Physiotherapy is a type of therapy that applies manual and/or physical therapy techniques to restore…
Children’s Occupational Therapy: A Complete Guide
Occupational therapy is a form of treatment that helps people with developmental disabilities and chronic illnesses. Childrens Occupational Therapy Adelaide use different techniques to help their patients improve their functional skills, independence, and quality of life.
This complete guide will answer all your questions about occupational therapy for children. We’ll cover everything from how it works to how much it costs and who pays for it.
What are the Benefits of Occupational Therapy for Children?
One of the biggest benefits of occupational therapy for children is that it can help improve their self-esteem. Children who are struggling with developmental delays and disabilities may not feel like they can do things that other kids their age can, which can lead to poor self-image. Occupational therapy allows them to practice and master skills in a safe environment, with an adult who knows what they’re doing.
Another benefit is that occupational therapy helps kids communicate better, both verbally and nonverbally. Many kids with autism spectrum disorder (ASD) or learning disabilities have trouble expressing themselves using language—they may use words incorrectly, forget words mid-sentence, speak too softly for others around them to hear them clearly, etc.—and this can make it difficult for others to understand what they need out of life or schoolwork. OT helps develop communication strategies so these children know how best to express themselves without being overwhelmed by situations where there’s lots going on at once (like class parties).
Occupational Therapy and Sensory Integration
Sensory integration disorder is a disorder that causes a child to have trouble processing sensory information. This can cause them to be hypersensitive—or overly sensitive—to one or more senses. For example, if a child has sensory integration disorder and is oversensitive, he or she may be uncomfortable in clothes (or even more extreme, unable to wear clothes), because he “feels” too much of the texture and temperature of anything touching his skin.
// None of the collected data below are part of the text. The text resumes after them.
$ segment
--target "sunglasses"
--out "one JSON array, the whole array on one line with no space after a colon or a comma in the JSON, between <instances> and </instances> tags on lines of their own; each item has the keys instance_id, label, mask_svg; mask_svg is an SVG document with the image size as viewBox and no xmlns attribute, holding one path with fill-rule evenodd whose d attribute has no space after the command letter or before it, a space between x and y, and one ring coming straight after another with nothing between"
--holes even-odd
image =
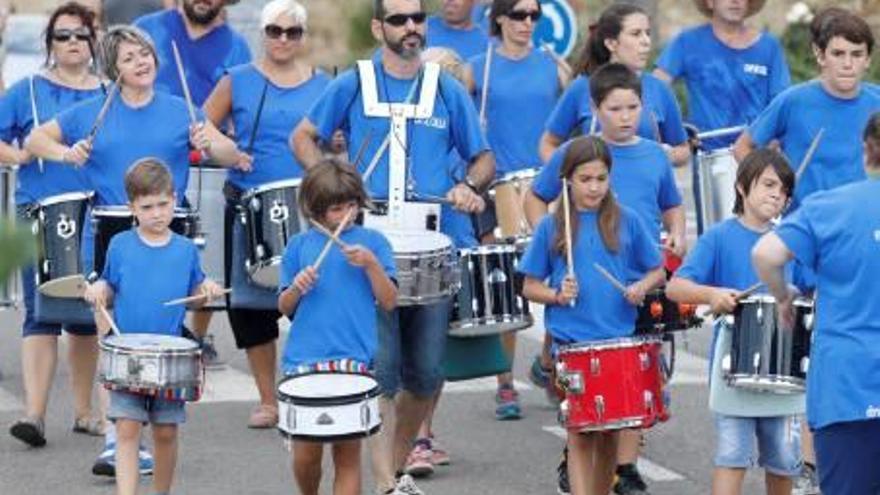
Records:
<instances>
[{"instance_id":1,"label":"sunglasses","mask_svg":"<svg viewBox=\"0 0 880 495\"><path fill-rule=\"evenodd\" d=\"M52 31L52 39L58 42L70 41L71 39L76 39L77 41L88 41L92 39L91 33L87 28L77 28L77 29L56 29Z\"/></svg>"},{"instance_id":2,"label":"sunglasses","mask_svg":"<svg viewBox=\"0 0 880 495\"><path fill-rule=\"evenodd\" d=\"M517 21L517 22L523 22L527 18L531 19L532 22L538 22L538 19L541 18L541 11L540 10L511 10L506 15L511 20Z\"/></svg>"},{"instance_id":3,"label":"sunglasses","mask_svg":"<svg viewBox=\"0 0 880 495\"><path fill-rule=\"evenodd\" d=\"M291 41L298 41L302 39L303 34L306 30L302 26L290 26L289 28L283 28L276 24L269 24L264 29L266 33L266 37L269 39L277 40L281 38L281 35L287 36L287 39Z\"/></svg>"},{"instance_id":4,"label":"sunglasses","mask_svg":"<svg viewBox=\"0 0 880 495\"><path fill-rule=\"evenodd\" d=\"M412 14L392 14L385 18L385 22L394 27L405 26L407 21L413 21L413 24L422 24L428 14L424 12L413 12Z\"/></svg>"}]
</instances>

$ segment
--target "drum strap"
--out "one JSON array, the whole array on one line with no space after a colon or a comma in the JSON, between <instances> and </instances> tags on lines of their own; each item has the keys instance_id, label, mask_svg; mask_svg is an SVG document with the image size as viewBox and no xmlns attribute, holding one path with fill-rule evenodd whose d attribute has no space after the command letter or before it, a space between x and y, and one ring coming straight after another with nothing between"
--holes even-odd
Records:
<instances>
[{"instance_id":1,"label":"drum strap","mask_svg":"<svg viewBox=\"0 0 880 495\"><path fill-rule=\"evenodd\" d=\"M30 84L30 90L31 90L31 115L34 118L34 125L33 125L32 129L36 129L37 127L40 127L40 116L39 116L39 114L37 114L37 89L36 89L36 85L34 84L34 77L35 76L31 76L28 80L28 83ZM42 174L43 169L45 168L45 165L43 164L43 159L37 158L37 164L40 166L40 173Z\"/></svg>"},{"instance_id":2,"label":"drum strap","mask_svg":"<svg viewBox=\"0 0 880 495\"><path fill-rule=\"evenodd\" d=\"M269 79L263 82L263 92L260 94L260 103L257 104L257 115L254 117L254 125L253 130L251 131L251 138L248 141L247 154L253 155L254 153L254 140L257 138L257 129L260 128L260 118L263 116L263 105L266 104L266 91L269 90Z\"/></svg>"}]
</instances>

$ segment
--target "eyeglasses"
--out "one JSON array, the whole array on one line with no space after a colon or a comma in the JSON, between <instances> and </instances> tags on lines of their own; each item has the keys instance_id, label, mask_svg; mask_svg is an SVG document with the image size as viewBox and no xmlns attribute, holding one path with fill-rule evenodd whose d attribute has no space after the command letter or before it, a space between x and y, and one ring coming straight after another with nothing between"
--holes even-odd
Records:
<instances>
[{"instance_id":1,"label":"eyeglasses","mask_svg":"<svg viewBox=\"0 0 880 495\"><path fill-rule=\"evenodd\" d=\"M389 15L385 18L385 22L391 24L394 27L401 27L405 26L408 21L413 21L413 24L422 24L427 18L428 14L424 12L413 12L412 14Z\"/></svg>"},{"instance_id":2,"label":"eyeglasses","mask_svg":"<svg viewBox=\"0 0 880 495\"><path fill-rule=\"evenodd\" d=\"M538 22L538 19L541 18L540 10L511 10L508 12L507 17L509 17L513 21L523 22L526 18L532 20L532 22Z\"/></svg>"},{"instance_id":3,"label":"eyeglasses","mask_svg":"<svg viewBox=\"0 0 880 495\"><path fill-rule=\"evenodd\" d=\"M287 39L291 41L298 41L303 37L303 33L306 30L302 26L290 26L288 28L283 28L276 24L269 24L263 30L266 33L266 37L269 39L277 40L281 38L281 35L287 36Z\"/></svg>"},{"instance_id":4,"label":"eyeglasses","mask_svg":"<svg viewBox=\"0 0 880 495\"><path fill-rule=\"evenodd\" d=\"M60 43L70 41L71 39L88 41L92 39L92 35L89 33L88 28L56 29L52 31L52 39Z\"/></svg>"}]
</instances>

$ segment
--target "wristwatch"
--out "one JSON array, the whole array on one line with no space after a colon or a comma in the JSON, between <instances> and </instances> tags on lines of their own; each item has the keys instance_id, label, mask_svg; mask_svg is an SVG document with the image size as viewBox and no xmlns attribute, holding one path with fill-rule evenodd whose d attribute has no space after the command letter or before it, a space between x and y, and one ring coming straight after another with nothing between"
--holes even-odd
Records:
<instances>
[{"instance_id":1,"label":"wristwatch","mask_svg":"<svg viewBox=\"0 0 880 495\"><path fill-rule=\"evenodd\" d=\"M465 175L464 180L459 182L459 184L464 184L464 185L468 186L468 188L470 188L470 190L473 191L474 194L476 194L477 196L483 194L483 192L477 186L477 183L474 182L474 180L471 179L471 177L469 175Z\"/></svg>"}]
</instances>

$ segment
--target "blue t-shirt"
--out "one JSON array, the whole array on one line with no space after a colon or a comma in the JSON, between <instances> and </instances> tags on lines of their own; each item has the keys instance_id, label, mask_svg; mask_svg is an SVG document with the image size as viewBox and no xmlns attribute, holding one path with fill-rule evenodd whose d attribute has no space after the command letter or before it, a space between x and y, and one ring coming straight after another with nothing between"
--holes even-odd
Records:
<instances>
[{"instance_id":1,"label":"blue t-shirt","mask_svg":"<svg viewBox=\"0 0 880 495\"><path fill-rule=\"evenodd\" d=\"M241 189L250 189L267 182L301 177L302 166L290 152L288 139L309 107L324 91L330 78L323 72L316 72L295 87L280 87L253 64L233 67L229 70L229 77L232 82L231 116L236 143L239 150L254 158L252 171L230 170L229 181ZM256 123L261 99L263 110L260 122ZM256 137L254 126L257 128Z\"/></svg>"},{"instance_id":2,"label":"blue t-shirt","mask_svg":"<svg viewBox=\"0 0 880 495\"><path fill-rule=\"evenodd\" d=\"M817 192L776 233L815 270L807 419L812 428L880 417L880 181Z\"/></svg>"},{"instance_id":3,"label":"blue t-shirt","mask_svg":"<svg viewBox=\"0 0 880 495\"><path fill-rule=\"evenodd\" d=\"M654 141L606 143L611 152L611 190L624 206L642 217L655 242L660 241L663 212L681 205L681 193L666 152ZM571 141L563 143L532 182L532 192L549 203L562 192L559 171Z\"/></svg>"},{"instance_id":4,"label":"blue t-shirt","mask_svg":"<svg viewBox=\"0 0 880 495\"><path fill-rule=\"evenodd\" d=\"M595 211L578 213L577 237L574 240L574 268L580 292L574 307L548 304L544 307L544 325L562 344L588 342L632 335L636 307L593 266L598 263L618 280L629 273L645 273L660 266L657 242L632 210L621 206L618 252L612 253L602 242ZM565 255L554 249L556 221L545 216L517 268L526 276L547 280L558 289L568 273ZM548 280L549 279L549 280Z\"/></svg>"},{"instance_id":5,"label":"blue t-shirt","mask_svg":"<svg viewBox=\"0 0 880 495\"><path fill-rule=\"evenodd\" d=\"M687 139L681 122L678 101L669 86L653 75L642 72L642 113L636 133L671 146L677 146ZM547 132L560 139L568 139L576 130L590 133L593 111L590 108L590 78L578 76L565 89L550 114L545 126ZM596 121L595 132L601 126Z\"/></svg>"},{"instance_id":6,"label":"blue t-shirt","mask_svg":"<svg viewBox=\"0 0 880 495\"><path fill-rule=\"evenodd\" d=\"M871 114L880 110L880 95L859 91L852 99L837 98L819 81L789 88L749 127L757 146L774 139L797 170L810 143L825 129L816 152L794 188L794 207L816 191L833 189L865 178L862 131Z\"/></svg>"},{"instance_id":7,"label":"blue t-shirt","mask_svg":"<svg viewBox=\"0 0 880 495\"><path fill-rule=\"evenodd\" d=\"M474 103L483 98L486 53L472 58ZM534 48L520 60L510 59L496 49L489 68L486 98L486 134L495 153L495 175L540 167L538 143L543 122L559 96L556 62Z\"/></svg>"},{"instance_id":8,"label":"blue t-shirt","mask_svg":"<svg viewBox=\"0 0 880 495\"><path fill-rule=\"evenodd\" d=\"M711 24L687 29L675 37L657 67L683 78L690 121L701 131L747 125L770 100L791 84L785 52L769 33L748 48L722 43ZM710 149L733 144L736 136L706 140Z\"/></svg>"},{"instance_id":9,"label":"blue t-shirt","mask_svg":"<svg viewBox=\"0 0 880 495\"><path fill-rule=\"evenodd\" d=\"M88 136L103 104L103 97L92 98L58 114L65 144L72 146ZM177 200L183 201L189 178L189 125L186 102L181 98L157 91L149 103L132 108L117 94L83 167L97 204L127 204L125 172L146 157L168 165Z\"/></svg>"},{"instance_id":10,"label":"blue t-shirt","mask_svg":"<svg viewBox=\"0 0 880 495\"><path fill-rule=\"evenodd\" d=\"M102 94L101 88L73 89L39 75L33 78L34 101L40 124L52 120L65 108ZM22 144L33 127L30 78L24 78L0 97L0 139L8 144L13 141ZM34 159L23 163L18 169L15 203L33 203L49 196L87 189L89 184L81 170L71 165L43 160L43 173L40 173L38 160Z\"/></svg>"},{"instance_id":11,"label":"blue t-shirt","mask_svg":"<svg viewBox=\"0 0 880 495\"><path fill-rule=\"evenodd\" d=\"M395 277L391 244L380 232L352 226L340 234L347 244L360 244L376 256L389 277ZM315 229L290 239L281 260L279 292L318 258L327 237ZM376 297L366 271L351 265L333 246L318 268L318 280L299 301L284 346L282 369L291 371L337 359L370 364L378 346Z\"/></svg>"},{"instance_id":12,"label":"blue t-shirt","mask_svg":"<svg viewBox=\"0 0 880 495\"><path fill-rule=\"evenodd\" d=\"M176 9L139 17L134 25L146 31L156 46L159 55L156 88L183 97L171 48L172 40L177 43L193 103L199 107L227 69L251 61L247 41L225 23L196 39L189 37L183 14Z\"/></svg>"},{"instance_id":13,"label":"blue t-shirt","mask_svg":"<svg viewBox=\"0 0 880 495\"><path fill-rule=\"evenodd\" d=\"M479 53L485 53L489 37L480 26L473 25L470 29L456 29L443 22L440 16L428 17L427 46L449 48L462 60L467 60Z\"/></svg>"},{"instance_id":14,"label":"blue t-shirt","mask_svg":"<svg viewBox=\"0 0 880 495\"><path fill-rule=\"evenodd\" d=\"M380 102L404 102L410 87L420 82L419 79L397 79L387 74L375 58L373 66ZM334 131L342 129L346 141L351 143L348 150L352 161L361 143L369 137L364 159L358 164L359 170L364 172L388 135L390 119L364 115L360 86L356 68L343 72L327 86L309 111L308 118L324 141L329 141ZM416 88L413 103L418 102L419 93ZM433 115L427 119L408 120L406 127L407 181L413 186L410 192L417 194L444 196L455 185L452 180L455 165L448 160L453 148L468 163L489 150L470 95L444 72L440 73ZM366 186L373 199L388 197L388 150L383 153Z\"/></svg>"},{"instance_id":15,"label":"blue t-shirt","mask_svg":"<svg viewBox=\"0 0 880 495\"><path fill-rule=\"evenodd\" d=\"M115 293L113 318L123 333L181 335L186 306L166 301L189 296L205 279L199 250L171 233L163 246L150 246L136 229L113 236L101 278Z\"/></svg>"}]
</instances>

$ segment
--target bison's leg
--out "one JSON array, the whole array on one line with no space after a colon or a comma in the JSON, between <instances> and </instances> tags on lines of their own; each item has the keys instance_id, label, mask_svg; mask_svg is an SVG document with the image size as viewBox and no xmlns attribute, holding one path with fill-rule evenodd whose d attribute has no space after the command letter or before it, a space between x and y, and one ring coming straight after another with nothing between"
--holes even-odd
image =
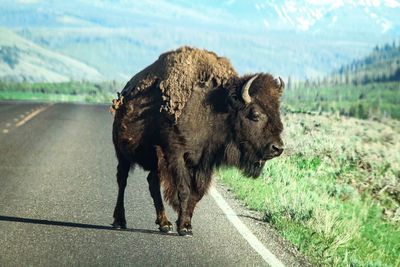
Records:
<instances>
[{"instance_id":1,"label":"bison's leg","mask_svg":"<svg viewBox=\"0 0 400 267\"><path fill-rule=\"evenodd\" d=\"M196 180L199 182L194 182L192 185L192 191L190 193L189 202L187 206L187 214L190 217L189 229L191 229L191 221L193 217L194 209L197 203L203 198L204 194L208 190L211 181L211 172L201 173L201 175L197 174Z\"/></svg>"},{"instance_id":2,"label":"bison's leg","mask_svg":"<svg viewBox=\"0 0 400 267\"><path fill-rule=\"evenodd\" d=\"M192 227L190 224L190 214L188 213L188 204L190 198L190 174L184 165L177 164L176 170L176 180L177 180L177 191L179 200L179 210L178 210L178 234L182 236L191 236Z\"/></svg>"},{"instance_id":3,"label":"bison's leg","mask_svg":"<svg viewBox=\"0 0 400 267\"><path fill-rule=\"evenodd\" d=\"M173 146L170 146L170 148ZM179 235L191 235L190 216L188 214L188 202L190 196L190 172L186 167L184 156L176 153L177 149L167 149L165 153L161 148L157 148L157 156L159 160L158 169L161 173L161 179L166 185L167 195L174 209L178 212L178 220L176 225ZM161 159L161 161L160 161ZM168 164L166 160L168 159ZM173 186L171 188L171 184ZM174 195L172 196L171 195ZM177 196L175 198L175 196ZM173 199L171 199L171 197Z\"/></svg>"},{"instance_id":4,"label":"bison's leg","mask_svg":"<svg viewBox=\"0 0 400 267\"><path fill-rule=\"evenodd\" d=\"M193 217L193 211L194 208L196 207L197 203L200 201L200 199L203 197L203 194L199 194L197 192L191 192L188 205L187 205L187 211L186 213L189 216L189 223L187 225L188 231L191 233L192 232L192 217Z\"/></svg>"},{"instance_id":5,"label":"bison's leg","mask_svg":"<svg viewBox=\"0 0 400 267\"><path fill-rule=\"evenodd\" d=\"M126 229L124 193L126 180L128 178L130 162L123 157L118 157L117 182L118 182L118 198L114 209L114 228Z\"/></svg>"},{"instance_id":6,"label":"bison's leg","mask_svg":"<svg viewBox=\"0 0 400 267\"><path fill-rule=\"evenodd\" d=\"M178 227L178 234L182 236L192 235L191 217L188 209L189 192L190 189L186 187L186 185L178 186L179 214L176 224Z\"/></svg>"},{"instance_id":7,"label":"bison's leg","mask_svg":"<svg viewBox=\"0 0 400 267\"><path fill-rule=\"evenodd\" d=\"M189 203L188 203L188 214L189 214L190 220L192 220L194 208L196 207L197 203L202 199L203 195L204 194L199 194L199 193L194 193L194 192L192 192L190 194Z\"/></svg>"},{"instance_id":8,"label":"bison's leg","mask_svg":"<svg viewBox=\"0 0 400 267\"><path fill-rule=\"evenodd\" d=\"M160 177L158 177L157 172L151 171L147 176L147 182L149 183L150 194L153 198L154 207L156 208L156 224L160 226L159 229L161 232L169 233L172 231L172 224L168 221L167 215L165 214L160 192Z\"/></svg>"}]
</instances>

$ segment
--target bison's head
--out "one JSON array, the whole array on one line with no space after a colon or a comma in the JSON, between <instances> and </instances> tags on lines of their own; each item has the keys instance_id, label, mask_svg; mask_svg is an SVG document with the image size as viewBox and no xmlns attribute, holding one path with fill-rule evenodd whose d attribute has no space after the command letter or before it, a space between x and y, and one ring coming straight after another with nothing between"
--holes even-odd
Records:
<instances>
[{"instance_id":1,"label":"bison's head","mask_svg":"<svg viewBox=\"0 0 400 267\"><path fill-rule=\"evenodd\" d=\"M265 162L283 152L279 104L284 87L280 77L258 74L242 78L235 90L237 164L251 177L258 177Z\"/></svg>"}]
</instances>

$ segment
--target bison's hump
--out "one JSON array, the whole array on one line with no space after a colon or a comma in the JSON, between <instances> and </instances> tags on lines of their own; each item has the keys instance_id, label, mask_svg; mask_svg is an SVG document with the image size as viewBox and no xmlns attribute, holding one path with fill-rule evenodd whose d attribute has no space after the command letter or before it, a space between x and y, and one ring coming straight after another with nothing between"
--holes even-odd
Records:
<instances>
[{"instance_id":1,"label":"bison's hump","mask_svg":"<svg viewBox=\"0 0 400 267\"><path fill-rule=\"evenodd\" d=\"M178 120L194 88L210 90L224 85L233 76L237 73L228 59L185 46L160 55L153 64L133 76L122 94L135 95L156 84L163 95L161 111Z\"/></svg>"}]
</instances>

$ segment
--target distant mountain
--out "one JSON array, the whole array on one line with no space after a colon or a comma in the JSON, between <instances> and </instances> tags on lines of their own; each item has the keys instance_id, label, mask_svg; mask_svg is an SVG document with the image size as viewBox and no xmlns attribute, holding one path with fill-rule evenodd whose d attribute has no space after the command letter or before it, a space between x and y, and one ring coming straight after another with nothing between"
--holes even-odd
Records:
<instances>
[{"instance_id":1,"label":"distant mountain","mask_svg":"<svg viewBox=\"0 0 400 267\"><path fill-rule=\"evenodd\" d=\"M390 1L3 0L0 26L126 80L182 45L213 50L239 73L331 73L400 37Z\"/></svg>"},{"instance_id":2,"label":"distant mountain","mask_svg":"<svg viewBox=\"0 0 400 267\"><path fill-rule=\"evenodd\" d=\"M0 79L64 82L104 78L93 67L0 28Z\"/></svg>"},{"instance_id":3,"label":"distant mountain","mask_svg":"<svg viewBox=\"0 0 400 267\"><path fill-rule=\"evenodd\" d=\"M304 82L293 81L289 77L288 86L320 88L385 82L395 82L400 86L400 42L376 45L365 57L352 60L324 76L306 79ZM385 87L380 87L380 90L385 90Z\"/></svg>"}]
</instances>

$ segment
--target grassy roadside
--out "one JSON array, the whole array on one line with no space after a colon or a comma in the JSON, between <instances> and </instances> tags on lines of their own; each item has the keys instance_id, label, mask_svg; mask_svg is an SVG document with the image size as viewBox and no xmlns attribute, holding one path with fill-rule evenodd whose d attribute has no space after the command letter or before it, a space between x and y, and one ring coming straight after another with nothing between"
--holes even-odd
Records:
<instances>
[{"instance_id":1,"label":"grassy roadside","mask_svg":"<svg viewBox=\"0 0 400 267\"><path fill-rule=\"evenodd\" d=\"M0 91L0 100L29 100L44 102L111 103L112 95L71 95Z\"/></svg>"},{"instance_id":2,"label":"grassy roadside","mask_svg":"<svg viewBox=\"0 0 400 267\"><path fill-rule=\"evenodd\" d=\"M121 83L64 82L13 83L0 81L0 100L33 100L50 102L111 103Z\"/></svg>"},{"instance_id":3,"label":"grassy roadside","mask_svg":"<svg viewBox=\"0 0 400 267\"><path fill-rule=\"evenodd\" d=\"M220 180L314 263L400 266L400 122L283 119L286 152L261 178Z\"/></svg>"}]
</instances>

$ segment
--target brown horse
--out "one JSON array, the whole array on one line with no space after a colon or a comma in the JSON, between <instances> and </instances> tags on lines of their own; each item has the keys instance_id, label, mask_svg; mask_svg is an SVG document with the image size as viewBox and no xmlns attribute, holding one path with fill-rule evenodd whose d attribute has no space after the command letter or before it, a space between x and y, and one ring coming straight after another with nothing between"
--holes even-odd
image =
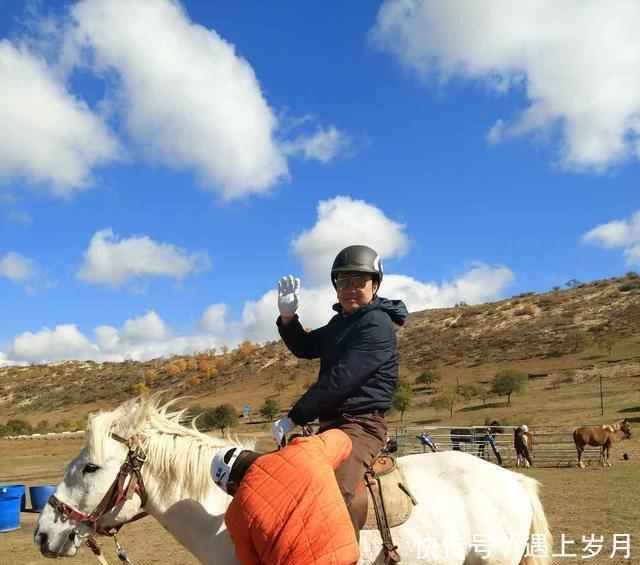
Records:
<instances>
[{"instance_id":1,"label":"brown horse","mask_svg":"<svg viewBox=\"0 0 640 565\"><path fill-rule=\"evenodd\" d=\"M533 436L531 432L516 428L513 431L513 447L516 450L516 467L529 467L533 465L531 454L533 453Z\"/></svg>"},{"instance_id":2,"label":"brown horse","mask_svg":"<svg viewBox=\"0 0 640 565\"><path fill-rule=\"evenodd\" d=\"M578 465L584 469L582 454L587 445L600 447L600 465L611 467L609 453L611 446L616 442L616 434L622 432L625 438L631 436L631 428L628 420L616 420L613 424L602 426L583 426L573 432L573 442L578 450Z\"/></svg>"}]
</instances>

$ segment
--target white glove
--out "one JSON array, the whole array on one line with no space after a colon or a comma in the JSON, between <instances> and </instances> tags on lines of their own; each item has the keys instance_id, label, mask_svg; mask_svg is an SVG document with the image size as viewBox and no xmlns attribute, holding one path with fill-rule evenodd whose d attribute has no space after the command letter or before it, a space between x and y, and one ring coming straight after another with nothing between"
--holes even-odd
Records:
<instances>
[{"instance_id":1,"label":"white glove","mask_svg":"<svg viewBox=\"0 0 640 565\"><path fill-rule=\"evenodd\" d=\"M293 317L298 309L300 299L300 279L293 275L282 277L278 281L278 310L280 315Z\"/></svg>"},{"instance_id":2,"label":"white glove","mask_svg":"<svg viewBox=\"0 0 640 565\"><path fill-rule=\"evenodd\" d=\"M287 416L280 418L271 424L271 437L278 442L278 445L284 446L287 434L295 427L291 418Z\"/></svg>"}]
</instances>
In contrast, a child who suffers from hypersensitivity might not like being touched by another person because it feels too intense for him or her.
In addition to affecting how people interact with their environment and respond physically and emotionally to various stimuli around them, sensory processing issues also affect their social skills. A child who doesn’t comfortably fit into certain situations may find herself overwhelmed by unfamiliar people or environments; when this happens again and again over time as she grows up (and becomes an adult), it could negatively impact her ability to form meaningful relationships with other people.*
How Can I Find an Occupational Therapist for My Child?
If you are struggling to find an occupational therapist for your child, consider contacting:
- Your child’s pediatrician.
- His or her school or daycare provider.
- Your local hospitals and medical centers, including university-based hospitals that may offer a range of services, depending on the location and institution. These institutions may also have referrals for other local therapists who specialize in serving people with disabilities such as autism spectrum disorder (ASD), attention deficit hyperactivity disorder (ADHD), cerebral palsy, muscular dystrophy and other issues affecting motor skills like Parkinson’s disease or multiple sclerosis (MS).
- Local community centers that provide vocational training programs for people with disabilities or special needs may be able to direct you toward in-home services from an occupational therapist who specializes in these kinds of situations; sometimes it can be difficult for families to find such therapists because they don’t always advertise their availability publicly like private practitioners do but still help families through referrals only known by word-of-mouth within certain circles
Can You Have More Than One OT for Your Child?
You can have more than one therapist, and you should. You may have a physical therapist, occupational therapist, and speech-language pathologist all working with your child. Or you may choose to have one person who specialises in just one area of need (such as an OT or SLP). Sometimes there’s overlap between these fields—for example, an SLP might work on fine motor skills or handwriting while also doing language work.
The important thing is that you find someone who works well with your child’s needs! If a certain approach doesn’t seem to be helping much after some time has passed then it makes sense to ask for another opinion or try something new.
Who Pays for Occupational Therapy?
Most health insurance plans cover occupational therapy. If your child is covered by Medicare, you may be able to get occupational therapy through Medicare; if your child is covered by Medicaid, you may be able to get occupational therapy through Medicaid.
If the cost of occupational therapy is a concern for you, contact us and we can discuss payment options based on your individual situation.
The most important thing to remember when it comes to Childrens Occupational Therapy Adelaide is that it’s always better to be safe than sorry. If you think your child might benefit from this treatment, then by all means visit an OT and see if they can help!